I have spent the past five years studying the role of the French national railroads in the transport of deportees in WWII. The 75,000+ individuals crammed into cattle cars and shipped off to Auschwitz has become the focal point of a transnational debate regarding whether or not this company (the SNCF) has done enough to make amends. I interviewed 120 individuals (80 survivors, lawyers, ambassadors, SNCF executives and others) in English and France in both countries to understand the company’s role in the war, its efforts to make amends and whether it ought to be able to bid for U.S. based contracts until it pays victims directly.

Nothing to do with gender, right?

Well, actually wrong.

The fact that I was able to do this research and the way in which I was able to conduct the research has everything to do with the “gender” work of those before me, whether or not they know it. Firstly, it enabled me to get a PhD and secondly, it legitimized the methodology of my research.

How did it enable me to get a Ph.D.?

In the late 1990s, I completed an undergraduate thesis at the University of Pennsylvania under Drew Faust, then the head of the Women Studies department and now the president of Harvard. Under Dr. Faust I created a study and conducted research on Penn Women in the 1960s, interviewing those women who had completed their PhDs during that decade. The finding was surprising, these women who became biochemists, physicists and academicians did not participate directly in the women’s movement of the 1960s.

They were in class studying.

They were not attending lectures with 100 men to make a point, they were not trying to “liberate” women, they told me. They were just trying to get an education. But it was precisely because of their efforts and the men who supported them in their endeavors that I could pretty much pounce into a doctoral program without concern that my gender would be an issue.

Since that time, “women’s studies” has really developed to consider how different approaches to knowledge and learning are legitimized. Gender studies and other social science disciplines have  pushed back on logical positivism as the only way to “know” something.

So, thank you to the many academics in the past four decades who have expanded what methodologies are considered valid.

As a result, I was able to hang out with Holocaust survivor Clara in her little apartment outside of Paris, eat cold hard-boiled eggs and talk about her family and her concern about the Palestinian and Syrian children.

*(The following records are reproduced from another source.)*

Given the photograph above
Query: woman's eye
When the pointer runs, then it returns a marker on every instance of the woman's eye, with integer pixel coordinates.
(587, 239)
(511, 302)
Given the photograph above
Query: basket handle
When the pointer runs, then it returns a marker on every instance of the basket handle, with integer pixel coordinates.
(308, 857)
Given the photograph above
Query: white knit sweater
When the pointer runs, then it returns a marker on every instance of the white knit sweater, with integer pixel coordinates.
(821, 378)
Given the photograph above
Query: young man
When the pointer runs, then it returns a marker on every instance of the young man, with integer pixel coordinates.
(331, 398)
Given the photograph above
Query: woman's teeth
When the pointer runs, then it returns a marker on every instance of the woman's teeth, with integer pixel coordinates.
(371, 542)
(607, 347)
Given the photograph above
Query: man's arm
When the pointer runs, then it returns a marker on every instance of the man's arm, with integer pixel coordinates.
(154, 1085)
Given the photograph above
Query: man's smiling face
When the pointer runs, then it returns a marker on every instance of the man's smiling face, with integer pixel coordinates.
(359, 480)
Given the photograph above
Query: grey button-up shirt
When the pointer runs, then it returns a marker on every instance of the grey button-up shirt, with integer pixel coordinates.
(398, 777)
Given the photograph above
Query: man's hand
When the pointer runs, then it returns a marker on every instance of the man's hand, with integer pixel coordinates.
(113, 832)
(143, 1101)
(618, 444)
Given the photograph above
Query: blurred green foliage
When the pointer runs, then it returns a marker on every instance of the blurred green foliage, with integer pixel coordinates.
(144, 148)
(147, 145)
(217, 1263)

I could spend a day with Auschwitz survivor Claude roaming around the Versailles gardens hearing about his thoughts on survivor needs, trauma, violence today and the resurgence of antisemitism.

I spent time with survivors before and after their cancer treatments. We walked, went to events together and shared meals. 

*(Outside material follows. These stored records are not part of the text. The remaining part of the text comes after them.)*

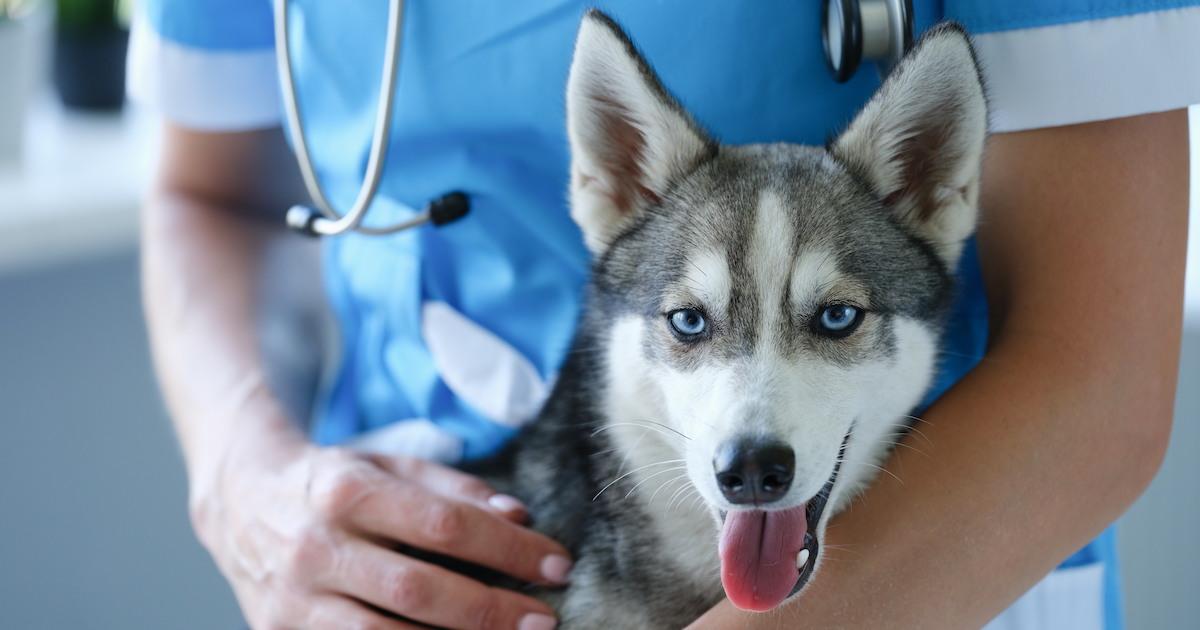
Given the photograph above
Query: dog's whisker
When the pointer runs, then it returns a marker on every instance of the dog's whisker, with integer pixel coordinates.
(677, 468)
(665, 484)
(641, 424)
(631, 472)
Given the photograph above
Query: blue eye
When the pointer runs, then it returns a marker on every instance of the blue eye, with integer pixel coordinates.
(687, 322)
(838, 321)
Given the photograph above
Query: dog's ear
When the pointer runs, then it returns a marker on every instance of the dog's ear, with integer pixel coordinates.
(630, 139)
(919, 141)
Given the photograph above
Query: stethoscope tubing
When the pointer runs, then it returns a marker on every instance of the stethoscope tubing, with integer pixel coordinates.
(331, 223)
(889, 17)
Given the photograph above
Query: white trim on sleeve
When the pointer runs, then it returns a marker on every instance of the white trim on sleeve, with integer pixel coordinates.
(204, 90)
(1087, 71)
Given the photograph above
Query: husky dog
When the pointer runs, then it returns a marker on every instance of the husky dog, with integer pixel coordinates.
(760, 322)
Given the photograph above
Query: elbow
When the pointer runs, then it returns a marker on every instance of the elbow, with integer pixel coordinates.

We “hung out”, told stories...

Lilly and I spent the afternoon in her Manhattan apartment looking at pictures and even dancing around to old records.

As a result, I learned more than their thoughts on the French railroad company. I learned what mattered to them and how the trauma impacted them over the years. They touched me and changed where I put my focus.

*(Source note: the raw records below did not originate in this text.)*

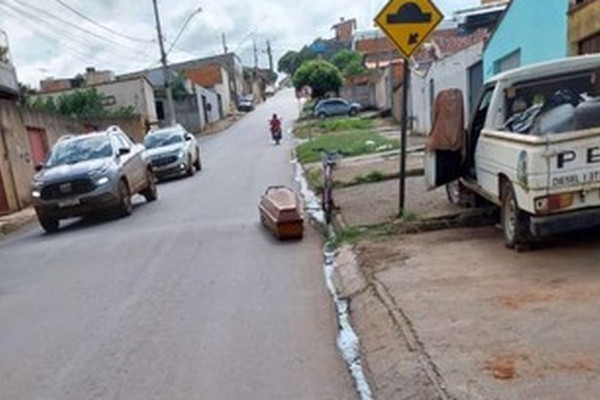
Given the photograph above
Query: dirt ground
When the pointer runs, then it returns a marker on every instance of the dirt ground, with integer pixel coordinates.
(378, 203)
(454, 314)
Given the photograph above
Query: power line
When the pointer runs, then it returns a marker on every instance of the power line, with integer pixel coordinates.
(52, 36)
(79, 13)
(62, 21)
(187, 21)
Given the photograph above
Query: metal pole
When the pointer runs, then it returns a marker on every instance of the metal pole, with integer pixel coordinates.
(404, 127)
(167, 76)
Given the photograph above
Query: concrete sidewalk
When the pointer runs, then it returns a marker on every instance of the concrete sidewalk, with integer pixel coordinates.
(15, 221)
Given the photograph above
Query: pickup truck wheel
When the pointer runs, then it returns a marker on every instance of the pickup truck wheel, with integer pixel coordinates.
(50, 225)
(125, 206)
(150, 193)
(198, 163)
(515, 222)
(190, 170)
(459, 195)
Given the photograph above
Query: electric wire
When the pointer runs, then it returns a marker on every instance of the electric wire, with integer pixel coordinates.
(99, 25)
(23, 9)
(52, 39)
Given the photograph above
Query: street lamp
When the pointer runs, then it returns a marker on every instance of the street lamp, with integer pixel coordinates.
(163, 59)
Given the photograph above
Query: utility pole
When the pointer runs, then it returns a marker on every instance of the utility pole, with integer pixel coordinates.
(167, 76)
(255, 56)
(270, 54)
(225, 49)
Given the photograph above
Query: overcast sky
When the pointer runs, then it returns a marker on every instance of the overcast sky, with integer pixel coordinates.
(49, 40)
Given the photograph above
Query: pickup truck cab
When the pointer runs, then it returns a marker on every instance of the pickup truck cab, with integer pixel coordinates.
(532, 148)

Because of the expansion of what the academy considers legitimate research, I was able to produce a piece of research that could be intellectual and scholarly as well as emotional and spiritual.

My scholarships funded these activities, my faculty supported this "purposeful hanging out" and the result was a piece of research that became a vehicle for voices not able to be heard in the cacophony of lawsuits, legislative debates and mudslinging.

Some of you may know that Dr. Leslie Dwyer, the director of the Center recently was awarded tenure. I celebrate for and with Leslie for her success and for all the great work work that will be able to be done because someone like her has been acknowledged by the academy. She deeply embeds her students in the lives of those they study--no one can emerge from her coaching untouched.

In sum, this is really a thank you to those who paved the way for me and those who continue to support the work of this center. There is much need today to not only understand women but to understand and support these unemployed young men around the world looking for a purpose and finding it in gangs based on hate filled ideology. I think the research out of this center could be a contribution to this area as well.